Dr. John Capito, Gerald Van Scyoc, Jim Watson and Robert Watson were the featured artists, and Dean Drake was the event chair. It is the group’s third exhibit.
“The point is to bring art into Hancock County,” said Drake. “We want to make people aware of the talent in the area.”
The event has grown each time it’s been held, Drake said.
Visitors Bureau Executive Director Dan Greathouse said the gallery is a potential draw to visitors, who then may visit local businesses.
“This all is the hard work of the arts council,” he said.
The art council changes the gallery installations each quarter, and the group is hoping to soon have an installation including sculpture and pottery. The next installation and artists’ reception will be announced as details become available. The focus is on, but not limited to, artists from the Tri-State Area.
Under the guidance of the HCAC, the installations at Summit Gallery change each quarter, primarily showcasing works from Tri-State Area artists in a variety of mediums. Each new grouping of artist and artwork with be celebrated with an evening artists’ reception.

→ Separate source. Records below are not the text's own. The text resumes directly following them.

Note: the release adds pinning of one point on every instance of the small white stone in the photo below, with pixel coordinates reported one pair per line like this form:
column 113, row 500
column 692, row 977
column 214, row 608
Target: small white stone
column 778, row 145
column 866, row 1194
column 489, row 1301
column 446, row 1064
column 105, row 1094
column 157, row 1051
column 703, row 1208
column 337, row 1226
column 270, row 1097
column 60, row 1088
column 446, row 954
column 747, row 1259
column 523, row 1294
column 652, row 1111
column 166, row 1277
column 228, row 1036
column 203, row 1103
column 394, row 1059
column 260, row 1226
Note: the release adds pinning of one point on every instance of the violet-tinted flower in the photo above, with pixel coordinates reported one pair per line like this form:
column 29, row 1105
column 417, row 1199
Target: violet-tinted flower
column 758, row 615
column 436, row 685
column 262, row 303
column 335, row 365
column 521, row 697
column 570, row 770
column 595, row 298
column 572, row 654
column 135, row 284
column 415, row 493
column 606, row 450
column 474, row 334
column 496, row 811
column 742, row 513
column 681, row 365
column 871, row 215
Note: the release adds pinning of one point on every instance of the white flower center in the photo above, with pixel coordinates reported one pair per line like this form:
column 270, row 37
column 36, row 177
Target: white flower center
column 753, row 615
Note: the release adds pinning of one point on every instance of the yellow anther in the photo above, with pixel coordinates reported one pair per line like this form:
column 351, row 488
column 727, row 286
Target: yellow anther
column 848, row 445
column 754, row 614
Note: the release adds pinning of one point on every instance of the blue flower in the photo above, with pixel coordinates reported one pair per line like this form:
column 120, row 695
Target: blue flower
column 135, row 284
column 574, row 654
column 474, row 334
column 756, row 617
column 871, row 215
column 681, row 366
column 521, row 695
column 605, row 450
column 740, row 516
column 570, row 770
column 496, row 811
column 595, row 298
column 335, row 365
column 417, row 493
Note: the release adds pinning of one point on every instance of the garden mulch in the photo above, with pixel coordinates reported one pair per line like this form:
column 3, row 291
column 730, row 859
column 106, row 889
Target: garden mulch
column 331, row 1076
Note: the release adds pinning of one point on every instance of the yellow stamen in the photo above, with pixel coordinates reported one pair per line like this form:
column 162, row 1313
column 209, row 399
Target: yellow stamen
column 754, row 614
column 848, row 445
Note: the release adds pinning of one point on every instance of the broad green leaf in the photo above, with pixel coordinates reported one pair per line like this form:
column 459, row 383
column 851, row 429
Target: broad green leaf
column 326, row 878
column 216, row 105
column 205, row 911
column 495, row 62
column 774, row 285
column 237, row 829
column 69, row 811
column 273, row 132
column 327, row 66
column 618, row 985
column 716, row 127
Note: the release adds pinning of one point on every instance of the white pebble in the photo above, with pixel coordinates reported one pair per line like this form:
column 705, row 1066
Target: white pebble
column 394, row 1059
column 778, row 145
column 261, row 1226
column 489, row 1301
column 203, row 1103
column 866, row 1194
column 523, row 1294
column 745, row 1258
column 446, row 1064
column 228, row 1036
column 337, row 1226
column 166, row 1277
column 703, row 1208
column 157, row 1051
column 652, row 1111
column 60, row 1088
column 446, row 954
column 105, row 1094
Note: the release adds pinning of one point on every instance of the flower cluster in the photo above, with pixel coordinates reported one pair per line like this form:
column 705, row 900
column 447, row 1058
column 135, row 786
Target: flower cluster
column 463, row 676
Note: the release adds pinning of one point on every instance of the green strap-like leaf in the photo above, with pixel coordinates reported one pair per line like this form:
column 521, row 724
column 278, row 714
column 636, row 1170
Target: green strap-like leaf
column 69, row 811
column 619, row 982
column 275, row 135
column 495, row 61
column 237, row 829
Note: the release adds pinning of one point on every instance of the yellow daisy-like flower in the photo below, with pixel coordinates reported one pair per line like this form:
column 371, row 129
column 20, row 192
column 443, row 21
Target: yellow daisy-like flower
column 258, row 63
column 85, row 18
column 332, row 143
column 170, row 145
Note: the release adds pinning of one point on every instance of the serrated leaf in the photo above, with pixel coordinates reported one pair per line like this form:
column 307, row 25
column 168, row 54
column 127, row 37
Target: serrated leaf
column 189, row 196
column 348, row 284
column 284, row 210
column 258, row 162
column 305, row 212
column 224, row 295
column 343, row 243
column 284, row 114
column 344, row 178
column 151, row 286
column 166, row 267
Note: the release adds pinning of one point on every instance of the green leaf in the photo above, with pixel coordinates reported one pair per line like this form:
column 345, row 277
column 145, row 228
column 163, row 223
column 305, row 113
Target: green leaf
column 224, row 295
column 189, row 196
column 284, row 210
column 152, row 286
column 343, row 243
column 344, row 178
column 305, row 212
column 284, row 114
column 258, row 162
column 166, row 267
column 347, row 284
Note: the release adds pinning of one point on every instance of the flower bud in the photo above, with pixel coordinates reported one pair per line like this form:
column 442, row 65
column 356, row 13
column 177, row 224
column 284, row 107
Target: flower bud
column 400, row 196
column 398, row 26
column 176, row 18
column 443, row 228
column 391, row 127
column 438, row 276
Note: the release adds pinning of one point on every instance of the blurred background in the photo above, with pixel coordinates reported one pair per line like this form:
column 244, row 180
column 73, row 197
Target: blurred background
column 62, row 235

Capito of Weirton began creating thematic pop art photography after a family Halloween photo became a Christmas card hit, graduating to more elaborate shoots. He creates concepts and sketches out the concepts, spending approximately a year on each one. Weirton photographer Bill Zablackas produces the special effects and take the photographs.
Van Scyoc of Steubenville has been painting for nearly 30 years and prefers large-format oil paints, despite having dabbled in video art in the 1990s. He has participated in art shows in the Tri-State Area for approximately 20 years. His artwork is on view at the Shadyside Library and Ohio University Eastern. He is a Center of Music and Art instructor.
Jim Watson of Steubenville began focusing on his art following retirement from Weirton Steel Corp. He earned best of show for two consecutive years at the Wellsburg Spring Exhibit and best of show by public vote at the Oglebay Institute’s Stifel Fine Arts Center. He works primarily in oils and colored pencils and also works with pen and ink, acrylics and calligraphy. He is a Steubenville Art Association member and Art Institute of Pittsburgh graduate.
Robert Watson of Weirton is inspired by watercolorists John Pike, Tom Lynch, Jeanne Dobie and Charles Reid and prefers painting dilapidated houses and shipyards.
He is self-taught and began pursuing art seriously after his mother-in-law entered one of his paintings in a county fair, where it won first place. Recently relocated from Atlanta, he is a Georgia Watercolor Society signature member.
Local winemaker Mike Orecchio donated beverages, and the visitors bureau provided refreshments.